Their carriage now entered the main road of the Commercial District. Here, the smell of horses mixed with the sharp scent of machine oil and steam sprayed from underground pipes. There were multi-story buildings with different name signs. Their windows were small and always shut tight to keep out the dust.

"Look there, Martha," Evelyn pointed to a clock shop on the corner. In its display window was a prototype of a new mechanical clock with complex brass arms. "Everything is now driven by springs and steam. Sometimes I wonder, will humans soon be replaced by machines as well?"

"A strange question, Milady," Martha replied flatly. "Machines are made to serve us. As long as we control the steam and coal, humans will remain the masters."

Evelyn smiled slightly—a secretive smile. She was smart enough to notice one thing people like Martha often forgot: machines need fuel, and fuel needs humans to dig the ground. A tiring circle.

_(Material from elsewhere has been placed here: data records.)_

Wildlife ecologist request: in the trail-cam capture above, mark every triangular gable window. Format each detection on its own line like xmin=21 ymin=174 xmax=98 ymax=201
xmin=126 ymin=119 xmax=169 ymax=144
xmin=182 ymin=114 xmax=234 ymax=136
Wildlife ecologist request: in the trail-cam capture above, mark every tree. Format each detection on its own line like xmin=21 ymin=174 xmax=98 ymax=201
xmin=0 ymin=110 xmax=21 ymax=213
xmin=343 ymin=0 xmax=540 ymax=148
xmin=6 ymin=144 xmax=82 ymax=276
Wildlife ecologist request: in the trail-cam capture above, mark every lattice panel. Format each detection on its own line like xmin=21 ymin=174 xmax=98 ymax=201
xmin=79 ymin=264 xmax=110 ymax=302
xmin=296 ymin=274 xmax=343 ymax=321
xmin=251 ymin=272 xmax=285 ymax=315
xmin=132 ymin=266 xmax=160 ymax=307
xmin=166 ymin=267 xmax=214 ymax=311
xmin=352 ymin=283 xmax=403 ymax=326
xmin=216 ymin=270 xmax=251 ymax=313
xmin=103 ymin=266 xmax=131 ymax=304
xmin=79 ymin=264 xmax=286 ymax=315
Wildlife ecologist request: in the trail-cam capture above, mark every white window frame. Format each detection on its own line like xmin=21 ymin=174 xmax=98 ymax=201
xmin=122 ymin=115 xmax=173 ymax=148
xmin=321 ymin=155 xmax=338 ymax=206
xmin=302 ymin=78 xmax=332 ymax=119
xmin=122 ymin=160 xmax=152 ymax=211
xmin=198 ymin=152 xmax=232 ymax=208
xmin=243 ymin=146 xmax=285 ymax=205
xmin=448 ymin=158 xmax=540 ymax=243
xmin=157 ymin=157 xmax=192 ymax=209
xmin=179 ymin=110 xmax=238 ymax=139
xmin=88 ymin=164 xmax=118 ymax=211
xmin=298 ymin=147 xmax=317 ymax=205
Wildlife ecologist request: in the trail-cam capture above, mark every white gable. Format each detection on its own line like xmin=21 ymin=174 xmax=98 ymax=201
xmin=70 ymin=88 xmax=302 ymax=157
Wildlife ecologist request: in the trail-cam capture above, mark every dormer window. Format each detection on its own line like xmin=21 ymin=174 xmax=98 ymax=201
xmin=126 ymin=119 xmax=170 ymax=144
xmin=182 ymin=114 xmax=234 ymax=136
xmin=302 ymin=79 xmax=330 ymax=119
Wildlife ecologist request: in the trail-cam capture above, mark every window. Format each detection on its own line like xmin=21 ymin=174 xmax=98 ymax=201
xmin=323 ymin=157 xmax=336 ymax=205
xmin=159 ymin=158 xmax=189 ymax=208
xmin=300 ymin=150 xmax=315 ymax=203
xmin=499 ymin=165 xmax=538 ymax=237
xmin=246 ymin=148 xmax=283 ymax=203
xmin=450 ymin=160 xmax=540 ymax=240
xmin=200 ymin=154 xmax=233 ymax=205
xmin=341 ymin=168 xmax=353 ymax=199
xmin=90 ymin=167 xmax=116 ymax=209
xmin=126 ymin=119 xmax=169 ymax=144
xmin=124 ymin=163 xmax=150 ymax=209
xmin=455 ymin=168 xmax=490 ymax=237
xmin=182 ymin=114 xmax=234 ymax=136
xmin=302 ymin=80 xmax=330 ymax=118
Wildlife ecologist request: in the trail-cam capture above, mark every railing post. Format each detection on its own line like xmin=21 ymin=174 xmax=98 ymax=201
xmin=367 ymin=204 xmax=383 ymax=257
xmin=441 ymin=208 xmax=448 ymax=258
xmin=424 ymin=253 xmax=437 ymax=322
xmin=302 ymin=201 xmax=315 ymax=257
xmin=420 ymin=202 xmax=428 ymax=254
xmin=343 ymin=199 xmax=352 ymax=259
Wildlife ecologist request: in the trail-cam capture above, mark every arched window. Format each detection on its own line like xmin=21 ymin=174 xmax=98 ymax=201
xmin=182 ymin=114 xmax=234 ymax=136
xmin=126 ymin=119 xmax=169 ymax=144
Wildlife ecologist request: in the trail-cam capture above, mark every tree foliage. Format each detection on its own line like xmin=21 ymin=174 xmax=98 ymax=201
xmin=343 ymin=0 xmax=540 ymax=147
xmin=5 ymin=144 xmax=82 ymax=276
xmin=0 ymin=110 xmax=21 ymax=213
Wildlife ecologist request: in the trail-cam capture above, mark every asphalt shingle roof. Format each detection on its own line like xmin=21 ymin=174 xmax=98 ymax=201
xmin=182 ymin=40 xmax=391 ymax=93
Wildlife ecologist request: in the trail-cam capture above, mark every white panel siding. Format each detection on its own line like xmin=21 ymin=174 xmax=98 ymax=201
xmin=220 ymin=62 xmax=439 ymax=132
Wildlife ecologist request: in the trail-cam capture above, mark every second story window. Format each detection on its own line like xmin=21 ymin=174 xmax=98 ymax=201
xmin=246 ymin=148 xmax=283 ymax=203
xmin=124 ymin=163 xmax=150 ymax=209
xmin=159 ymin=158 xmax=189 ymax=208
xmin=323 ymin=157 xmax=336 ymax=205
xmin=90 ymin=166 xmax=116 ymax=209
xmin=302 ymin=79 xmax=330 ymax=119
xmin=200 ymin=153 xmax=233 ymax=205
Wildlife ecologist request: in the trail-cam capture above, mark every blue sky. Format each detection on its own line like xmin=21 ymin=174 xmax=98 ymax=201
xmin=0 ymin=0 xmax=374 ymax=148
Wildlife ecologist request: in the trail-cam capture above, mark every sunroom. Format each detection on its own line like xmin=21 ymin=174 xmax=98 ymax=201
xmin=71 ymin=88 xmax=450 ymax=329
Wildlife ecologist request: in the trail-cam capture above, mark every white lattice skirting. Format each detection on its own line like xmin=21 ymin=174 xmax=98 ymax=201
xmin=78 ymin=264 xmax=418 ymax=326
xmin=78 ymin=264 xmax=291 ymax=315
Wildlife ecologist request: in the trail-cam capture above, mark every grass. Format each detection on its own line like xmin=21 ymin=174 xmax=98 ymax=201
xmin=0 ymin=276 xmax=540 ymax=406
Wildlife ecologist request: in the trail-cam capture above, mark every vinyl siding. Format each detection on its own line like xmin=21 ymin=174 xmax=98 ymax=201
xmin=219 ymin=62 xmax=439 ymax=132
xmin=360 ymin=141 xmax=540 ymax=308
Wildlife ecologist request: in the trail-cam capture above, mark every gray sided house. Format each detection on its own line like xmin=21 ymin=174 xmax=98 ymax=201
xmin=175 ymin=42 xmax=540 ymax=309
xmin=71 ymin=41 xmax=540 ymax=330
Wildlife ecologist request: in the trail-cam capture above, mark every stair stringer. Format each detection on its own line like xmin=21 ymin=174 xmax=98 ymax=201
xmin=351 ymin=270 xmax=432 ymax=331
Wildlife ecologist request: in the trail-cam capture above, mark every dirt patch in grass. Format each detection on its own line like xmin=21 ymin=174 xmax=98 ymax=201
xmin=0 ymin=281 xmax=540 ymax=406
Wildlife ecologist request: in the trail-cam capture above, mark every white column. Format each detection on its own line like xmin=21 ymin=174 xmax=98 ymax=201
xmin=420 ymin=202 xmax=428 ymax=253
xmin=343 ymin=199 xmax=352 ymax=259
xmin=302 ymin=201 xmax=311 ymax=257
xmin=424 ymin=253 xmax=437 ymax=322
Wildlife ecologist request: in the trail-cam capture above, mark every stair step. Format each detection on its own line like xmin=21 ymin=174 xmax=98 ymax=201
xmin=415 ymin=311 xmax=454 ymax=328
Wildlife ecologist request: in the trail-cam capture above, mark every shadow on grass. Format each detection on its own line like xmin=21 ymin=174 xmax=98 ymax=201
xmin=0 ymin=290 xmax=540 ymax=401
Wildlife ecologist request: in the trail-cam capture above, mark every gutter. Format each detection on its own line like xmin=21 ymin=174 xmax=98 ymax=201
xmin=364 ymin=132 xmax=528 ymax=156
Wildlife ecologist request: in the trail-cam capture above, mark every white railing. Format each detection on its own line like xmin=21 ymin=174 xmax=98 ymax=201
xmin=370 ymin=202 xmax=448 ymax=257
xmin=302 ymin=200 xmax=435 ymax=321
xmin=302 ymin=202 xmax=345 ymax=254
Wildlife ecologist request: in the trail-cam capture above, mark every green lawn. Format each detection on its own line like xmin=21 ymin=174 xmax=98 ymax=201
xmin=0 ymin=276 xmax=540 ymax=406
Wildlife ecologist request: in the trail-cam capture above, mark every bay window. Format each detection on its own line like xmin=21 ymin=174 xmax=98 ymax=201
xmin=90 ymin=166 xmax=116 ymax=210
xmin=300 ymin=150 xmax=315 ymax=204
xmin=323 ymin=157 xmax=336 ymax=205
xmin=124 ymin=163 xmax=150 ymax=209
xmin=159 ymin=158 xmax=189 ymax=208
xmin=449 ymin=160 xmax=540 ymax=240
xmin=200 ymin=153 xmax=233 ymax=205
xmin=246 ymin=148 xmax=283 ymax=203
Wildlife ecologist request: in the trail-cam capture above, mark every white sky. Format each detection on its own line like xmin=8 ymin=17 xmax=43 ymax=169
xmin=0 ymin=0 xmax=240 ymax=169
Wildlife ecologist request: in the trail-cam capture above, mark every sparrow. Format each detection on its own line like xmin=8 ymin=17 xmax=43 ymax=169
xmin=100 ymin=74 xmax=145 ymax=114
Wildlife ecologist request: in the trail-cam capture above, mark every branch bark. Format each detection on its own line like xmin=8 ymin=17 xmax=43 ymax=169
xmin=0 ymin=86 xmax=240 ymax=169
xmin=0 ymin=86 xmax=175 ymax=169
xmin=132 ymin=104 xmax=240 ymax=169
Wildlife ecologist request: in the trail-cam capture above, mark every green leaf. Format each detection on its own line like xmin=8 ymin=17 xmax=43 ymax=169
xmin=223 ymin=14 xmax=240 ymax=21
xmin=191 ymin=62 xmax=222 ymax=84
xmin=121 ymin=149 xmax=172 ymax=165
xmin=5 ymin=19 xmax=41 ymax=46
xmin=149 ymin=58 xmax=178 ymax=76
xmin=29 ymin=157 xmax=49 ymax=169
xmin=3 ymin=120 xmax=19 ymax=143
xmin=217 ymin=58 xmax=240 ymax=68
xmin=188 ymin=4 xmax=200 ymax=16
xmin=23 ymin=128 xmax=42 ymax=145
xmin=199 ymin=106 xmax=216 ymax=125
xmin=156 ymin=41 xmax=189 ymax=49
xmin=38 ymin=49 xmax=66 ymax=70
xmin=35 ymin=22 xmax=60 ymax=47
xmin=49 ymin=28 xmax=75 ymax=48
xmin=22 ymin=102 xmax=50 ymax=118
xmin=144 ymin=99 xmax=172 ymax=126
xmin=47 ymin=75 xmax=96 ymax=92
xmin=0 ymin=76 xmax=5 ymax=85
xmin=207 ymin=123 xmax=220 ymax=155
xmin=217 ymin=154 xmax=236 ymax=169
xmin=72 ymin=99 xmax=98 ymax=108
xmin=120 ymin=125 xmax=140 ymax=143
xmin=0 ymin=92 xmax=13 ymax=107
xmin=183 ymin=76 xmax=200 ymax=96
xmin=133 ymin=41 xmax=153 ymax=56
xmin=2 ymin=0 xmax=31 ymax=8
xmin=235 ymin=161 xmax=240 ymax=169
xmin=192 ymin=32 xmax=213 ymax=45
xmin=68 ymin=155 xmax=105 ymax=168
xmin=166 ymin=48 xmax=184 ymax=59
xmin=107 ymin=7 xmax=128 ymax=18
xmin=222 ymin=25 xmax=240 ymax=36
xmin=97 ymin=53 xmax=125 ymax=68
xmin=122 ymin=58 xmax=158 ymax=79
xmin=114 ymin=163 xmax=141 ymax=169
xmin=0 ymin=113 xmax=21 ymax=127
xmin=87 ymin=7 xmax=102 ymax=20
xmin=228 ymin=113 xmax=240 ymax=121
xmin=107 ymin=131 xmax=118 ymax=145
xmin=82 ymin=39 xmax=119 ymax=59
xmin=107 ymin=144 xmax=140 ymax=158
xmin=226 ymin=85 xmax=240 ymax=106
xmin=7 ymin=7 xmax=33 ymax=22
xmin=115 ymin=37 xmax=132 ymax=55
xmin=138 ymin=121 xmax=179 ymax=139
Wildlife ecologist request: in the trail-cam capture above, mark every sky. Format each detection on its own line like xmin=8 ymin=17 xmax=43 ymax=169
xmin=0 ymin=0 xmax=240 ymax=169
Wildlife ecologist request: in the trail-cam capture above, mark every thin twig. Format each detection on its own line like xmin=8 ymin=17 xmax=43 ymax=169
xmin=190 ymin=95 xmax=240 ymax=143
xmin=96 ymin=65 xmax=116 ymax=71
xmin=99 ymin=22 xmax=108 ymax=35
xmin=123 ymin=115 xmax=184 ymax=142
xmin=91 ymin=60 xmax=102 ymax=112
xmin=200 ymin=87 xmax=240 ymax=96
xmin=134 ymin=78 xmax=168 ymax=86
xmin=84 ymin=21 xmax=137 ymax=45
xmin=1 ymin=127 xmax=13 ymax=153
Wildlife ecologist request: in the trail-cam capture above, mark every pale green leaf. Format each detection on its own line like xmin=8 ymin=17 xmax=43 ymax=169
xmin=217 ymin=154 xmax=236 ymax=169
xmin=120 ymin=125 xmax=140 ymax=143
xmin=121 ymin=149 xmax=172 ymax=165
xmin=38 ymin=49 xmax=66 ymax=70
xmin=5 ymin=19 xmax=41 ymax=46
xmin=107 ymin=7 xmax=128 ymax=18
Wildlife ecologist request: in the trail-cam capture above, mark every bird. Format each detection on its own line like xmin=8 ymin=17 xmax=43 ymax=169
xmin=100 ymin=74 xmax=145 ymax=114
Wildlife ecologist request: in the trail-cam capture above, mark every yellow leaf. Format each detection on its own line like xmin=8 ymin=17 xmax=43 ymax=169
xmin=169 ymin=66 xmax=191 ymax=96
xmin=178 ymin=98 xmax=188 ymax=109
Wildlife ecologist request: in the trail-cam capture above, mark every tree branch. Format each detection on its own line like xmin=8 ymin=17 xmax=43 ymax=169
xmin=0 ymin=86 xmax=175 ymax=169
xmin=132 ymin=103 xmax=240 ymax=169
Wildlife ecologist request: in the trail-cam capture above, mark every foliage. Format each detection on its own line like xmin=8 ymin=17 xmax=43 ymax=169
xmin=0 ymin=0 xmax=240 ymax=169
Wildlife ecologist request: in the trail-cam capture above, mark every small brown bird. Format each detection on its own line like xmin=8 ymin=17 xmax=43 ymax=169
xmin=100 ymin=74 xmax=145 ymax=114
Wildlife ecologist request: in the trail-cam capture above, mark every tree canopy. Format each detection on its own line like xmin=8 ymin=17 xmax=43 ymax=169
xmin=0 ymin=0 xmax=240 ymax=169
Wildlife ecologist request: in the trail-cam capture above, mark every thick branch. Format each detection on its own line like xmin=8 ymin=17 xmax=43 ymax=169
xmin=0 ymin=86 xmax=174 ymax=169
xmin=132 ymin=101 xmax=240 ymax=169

As the carriage crossed Serpentine Bridge, Evelyn pressed her palm against the window glass. She could feel the vibrations of distant machines traveling through the carriage wheels, into the carriage, and finally to her fingertips. This world felt so mechanical, so orderly, and so… predictable.

There was no place for illogical things in a world ruled by steam pressure and the laws of production. But Evelyn's curiosity often made her notice small things others ignored—how shadows in Oakhaven's narrow alleys sometimes looked darker than they should, or how some old buildings in the ancient district had architecture that made no sense for housing modern steam engines.

"We are almost at Madame Claire's boutique, Milady," Martha's voice broke Evelyn's daydream.

Evelyn stepped down. She breathed in the Oakhaven air, which felt heavy in her lungs. Her silk dress swept across the sidewalk, creating a sharp contrast with the street dust. She looked up at the sky covered in a web of telegraph cables.

"Such a busy world," Evelyn murmured to herself, before stepping inside and leaving the city's noise behind her.